Originally Posted by
cokemaster
I start looking into this in more detail, but it raises more questions than answers. Just for clarification; the difference in this discussion is what your system can deliver without permanent damage (i.e. temperature or current getting to high so you get irreversible damage) and what is required to move a car from A to B in a certain time frame. For the same condition (weight, time) it will take the same energy regardless of what system you have (2S or 3S) to move the car from A to B. This energy is equivalent to what the “car” load your system with in wattage. So for the same load you require the same wattage (power) from your system. So derived from P = U x I (power = voltage x current). This is a simplification, but more about that later. Consequently, when voltage increases the current decreases and vice versa for constant power demand.
It is not a constant power situation with a given motor, the 13.5 originally asked about, as you acknowledge a couple times later in your post. But for discussion, achieving the equal power, and equal A-B times, with significantly different voltages likely requires a different motor to accomplish the current change.
The Ohms law is only true for ohmic system like resistor and wires which is not the case for a brushless motor. If you look up a motor equation you will see that you have to take into account reactive forces like EMF, etc. But if you could apply Ohms law your statement would be true. However, I have stated from the beginning that you cannot increase voltage above your rating without risking permanent damage. If your system is rated for 3S you can run 3S and lower, A 3S system does not run hotter than a 2S if you e.g. use a Traxxas VXL system. Yeah, it will if you do not change your gearing, but that it’s like running any wrong pinion in your 2S car.
The original question is about sizing the ESC, which needs to handle the peak amps involved. Peak amps occur at stall where the more complex aspects of a motor are not terribly significant, and it is mostly resistance. But even at higher RPM where back EMF comes into play, effectively creating complex impedance and reducing current, Ohm's Law still works, just requires complex math to work out and it varies with RPM. Trends remain the same.
Obviously there are other considerations and limits to the system as mentioned.

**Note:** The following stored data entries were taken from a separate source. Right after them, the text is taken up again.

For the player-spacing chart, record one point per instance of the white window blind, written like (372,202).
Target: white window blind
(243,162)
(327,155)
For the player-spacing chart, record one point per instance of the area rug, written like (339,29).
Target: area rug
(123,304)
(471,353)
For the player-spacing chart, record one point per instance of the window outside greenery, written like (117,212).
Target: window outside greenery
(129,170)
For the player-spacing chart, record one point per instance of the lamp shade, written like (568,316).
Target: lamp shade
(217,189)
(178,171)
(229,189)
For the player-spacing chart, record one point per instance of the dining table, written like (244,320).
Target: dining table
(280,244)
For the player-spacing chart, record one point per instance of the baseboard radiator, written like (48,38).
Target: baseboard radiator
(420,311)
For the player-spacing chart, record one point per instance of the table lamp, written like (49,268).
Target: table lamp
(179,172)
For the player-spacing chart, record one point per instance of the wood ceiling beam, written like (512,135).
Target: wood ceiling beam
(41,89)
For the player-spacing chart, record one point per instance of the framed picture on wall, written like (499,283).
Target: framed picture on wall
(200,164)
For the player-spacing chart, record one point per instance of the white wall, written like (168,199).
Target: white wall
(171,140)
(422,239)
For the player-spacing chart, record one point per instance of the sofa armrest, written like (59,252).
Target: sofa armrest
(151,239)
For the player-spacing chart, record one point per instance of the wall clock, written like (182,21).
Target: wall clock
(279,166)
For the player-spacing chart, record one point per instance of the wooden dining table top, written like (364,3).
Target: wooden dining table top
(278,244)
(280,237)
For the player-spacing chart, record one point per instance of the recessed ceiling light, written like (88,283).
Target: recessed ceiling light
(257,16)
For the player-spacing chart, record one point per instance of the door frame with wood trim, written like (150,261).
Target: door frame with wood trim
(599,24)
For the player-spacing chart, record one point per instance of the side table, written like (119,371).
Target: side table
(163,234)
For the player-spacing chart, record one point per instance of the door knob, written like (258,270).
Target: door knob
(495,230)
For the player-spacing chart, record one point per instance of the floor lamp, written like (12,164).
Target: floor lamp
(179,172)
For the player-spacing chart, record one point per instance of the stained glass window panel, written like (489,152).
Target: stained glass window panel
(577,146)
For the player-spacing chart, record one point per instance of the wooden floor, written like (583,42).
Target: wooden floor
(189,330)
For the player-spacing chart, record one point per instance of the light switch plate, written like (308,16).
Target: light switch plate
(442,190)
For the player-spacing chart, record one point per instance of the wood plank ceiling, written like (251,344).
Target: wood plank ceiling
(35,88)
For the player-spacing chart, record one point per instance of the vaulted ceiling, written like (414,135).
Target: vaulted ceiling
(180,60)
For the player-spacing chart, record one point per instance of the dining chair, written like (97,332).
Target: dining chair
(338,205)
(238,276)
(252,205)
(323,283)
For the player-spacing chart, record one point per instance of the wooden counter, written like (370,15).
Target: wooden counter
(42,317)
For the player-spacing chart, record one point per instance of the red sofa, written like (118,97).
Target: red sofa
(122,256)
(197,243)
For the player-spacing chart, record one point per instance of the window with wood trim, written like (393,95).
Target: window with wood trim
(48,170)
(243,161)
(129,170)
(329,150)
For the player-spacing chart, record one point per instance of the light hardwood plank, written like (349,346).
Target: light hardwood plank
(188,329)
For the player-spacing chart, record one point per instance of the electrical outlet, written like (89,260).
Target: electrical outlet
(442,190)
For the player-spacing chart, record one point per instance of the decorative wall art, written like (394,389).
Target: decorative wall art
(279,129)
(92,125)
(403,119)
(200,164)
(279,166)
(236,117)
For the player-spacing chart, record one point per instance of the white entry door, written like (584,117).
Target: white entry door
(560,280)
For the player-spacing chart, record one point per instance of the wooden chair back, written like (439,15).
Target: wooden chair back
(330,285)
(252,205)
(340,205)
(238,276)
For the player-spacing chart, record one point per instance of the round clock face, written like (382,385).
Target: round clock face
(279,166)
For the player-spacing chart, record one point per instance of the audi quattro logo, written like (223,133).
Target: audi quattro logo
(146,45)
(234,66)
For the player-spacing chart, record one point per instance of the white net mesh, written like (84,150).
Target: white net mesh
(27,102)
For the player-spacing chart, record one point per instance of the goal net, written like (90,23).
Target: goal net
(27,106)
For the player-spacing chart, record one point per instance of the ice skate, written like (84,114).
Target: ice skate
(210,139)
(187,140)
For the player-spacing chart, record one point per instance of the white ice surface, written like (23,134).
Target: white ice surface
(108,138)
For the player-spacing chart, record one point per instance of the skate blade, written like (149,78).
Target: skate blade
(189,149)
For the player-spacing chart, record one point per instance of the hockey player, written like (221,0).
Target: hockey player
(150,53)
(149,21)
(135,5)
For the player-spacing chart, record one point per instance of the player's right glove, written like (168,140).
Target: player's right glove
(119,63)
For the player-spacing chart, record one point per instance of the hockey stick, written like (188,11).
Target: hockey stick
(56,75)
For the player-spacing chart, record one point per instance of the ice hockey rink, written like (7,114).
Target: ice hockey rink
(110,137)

Obviously, by lowering your voltage you will have less available power,
YES!
and for the old system using NiCd or NiMh batteries with a typical cell voltage of 1.2V that would discharge to around 1.0V would give you a total loss of 1.2V for a six cell pack. That is equal voltage drop for a lipo battery (8.4V -7.2V), so why do we not see this “power loss” from start to end for a brushless system, like we did for the “old” system?

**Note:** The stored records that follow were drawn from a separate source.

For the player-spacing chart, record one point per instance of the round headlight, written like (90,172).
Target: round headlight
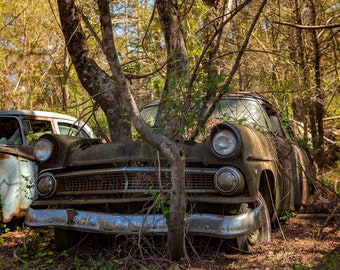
(46,185)
(224,142)
(43,150)
(229,181)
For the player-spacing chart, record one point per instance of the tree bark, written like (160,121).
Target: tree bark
(177,69)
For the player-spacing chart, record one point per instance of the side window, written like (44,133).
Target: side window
(36,128)
(71,130)
(10,133)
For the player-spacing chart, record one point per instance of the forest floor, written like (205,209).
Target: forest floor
(307,240)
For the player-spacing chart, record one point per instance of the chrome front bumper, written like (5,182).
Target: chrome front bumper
(199,224)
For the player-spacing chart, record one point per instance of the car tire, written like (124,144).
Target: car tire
(263,234)
(66,239)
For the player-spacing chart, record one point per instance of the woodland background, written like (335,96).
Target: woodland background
(291,56)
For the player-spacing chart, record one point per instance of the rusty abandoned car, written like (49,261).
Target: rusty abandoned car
(240,178)
(19,129)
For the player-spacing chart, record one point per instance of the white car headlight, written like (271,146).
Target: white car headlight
(43,150)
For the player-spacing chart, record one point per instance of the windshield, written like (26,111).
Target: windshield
(236,110)
(10,131)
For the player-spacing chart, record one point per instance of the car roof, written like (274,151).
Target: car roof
(247,95)
(37,114)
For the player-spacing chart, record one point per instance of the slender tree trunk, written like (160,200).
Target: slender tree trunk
(317,109)
(96,81)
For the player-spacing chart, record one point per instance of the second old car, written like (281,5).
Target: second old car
(19,129)
(240,178)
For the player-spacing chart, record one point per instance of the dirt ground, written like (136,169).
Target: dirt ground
(308,240)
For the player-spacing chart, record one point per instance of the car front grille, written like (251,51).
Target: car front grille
(132,180)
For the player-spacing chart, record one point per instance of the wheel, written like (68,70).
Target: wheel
(66,239)
(263,234)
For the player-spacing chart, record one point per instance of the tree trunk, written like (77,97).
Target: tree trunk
(317,109)
(96,81)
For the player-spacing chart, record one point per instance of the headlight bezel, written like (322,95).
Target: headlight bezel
(231,177)
(225,140)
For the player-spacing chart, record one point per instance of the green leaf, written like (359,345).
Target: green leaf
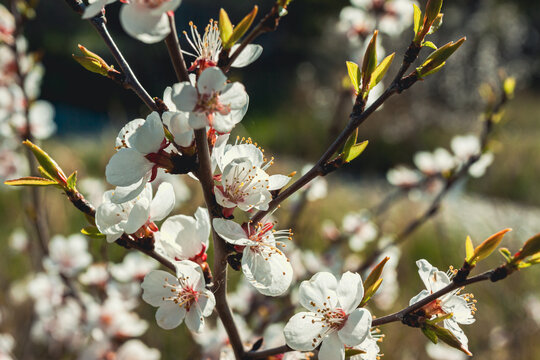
(30,181)
(243,26)
(225,28)
(355,151)
(489,245)
(369,63)
(416,17)
(530,248)
(381,70)
(72,181)
(429,44)
(93,232)
(354,75)
(49,165)
(447,337)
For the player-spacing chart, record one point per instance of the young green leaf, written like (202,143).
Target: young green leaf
(354,75)
(416,17)
(49,165)
(381,70)
(225,28)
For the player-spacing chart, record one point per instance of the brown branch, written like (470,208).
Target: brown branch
(204,173)
(99,22)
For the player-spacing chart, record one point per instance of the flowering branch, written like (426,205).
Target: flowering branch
(204,173)
(356,118)
(99,22)
(175,52)
(449,184)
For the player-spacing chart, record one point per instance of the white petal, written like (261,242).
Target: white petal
(127,167)
(153,289)
(302,333)
(124,137)
(163,202)
(211,80)
(198,120)
(139,23)
(185,96)
(350,291)
(231,232)
(138,216)
(276,182)
(320,289)
(332,348)
(234,95)
(247,56)
(194,319)
(356,327)
(150,135)
(170,315)
(124,194)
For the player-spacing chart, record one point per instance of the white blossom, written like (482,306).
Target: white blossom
(115,219)
(265,266)
(333,319)
(178,298)
(184,237)
(146,20)
(212,101)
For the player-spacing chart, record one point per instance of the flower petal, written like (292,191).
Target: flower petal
(302,333)
(247,56)
(332,348)
(356,327)
(170,315)
(143,26)
(231,232)
(153,289)
(127,167)
(163,202)
(150,135)
(318,291)
(184,96)
(211,80)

Much of it is due to the greater capacities. With lipo at least in racing cells are frequently not drained very far with a 13.5 in typical race heats. Wasn't always the case with lower capacity nickel cells combined with less efficient brushed motors which used more. A situation where say only 30% of the pack is used compared to 80 or 100% makes a big difference all by itself, regardless of cell chemistry.
To be fair fresh really good nimh cells can come close in discharge flatness, but in practice are very hard to keep that way.
It got me thinking. An ESC is a PMW device (Pulse Width Modulation) and it’s basically using its duty cycle to control the average voltage the motor sees. The longer the cycle, the higher the average voltage which again increase the RPM of your motor. What if the ESC modulates so you never get above 7.2V regardless you battery voltage (8,4V -7,2V). Thus the car will be 100% consistent during your race. Also, that make sense that Novak rate their motors with 7.2V and not 8.4V. But this is just my theory.
Pure hypothetical, that's not the way ESC's work. Although some would like that capability. The 7.2V used for the motor data is likely a remnant of nimh days.
I never stated that voltage did not impact power (well it was not my intention anyway
). I don’t know much about 4S versus 6S, but lower KV gives you higher rating (watts) so would it not be a normal thing to increase your voltage so you can decrease your current which give you less voltage drop and lower temperature (less current give you less temperature rise in a motor).
Point remains it takes a motor/load change to accomplish. Perhaps not in the way you seem to be stating, as all else equal a lower KV motor has a lower watt capability at a given voltage. Reference the Novak chart linked earlier.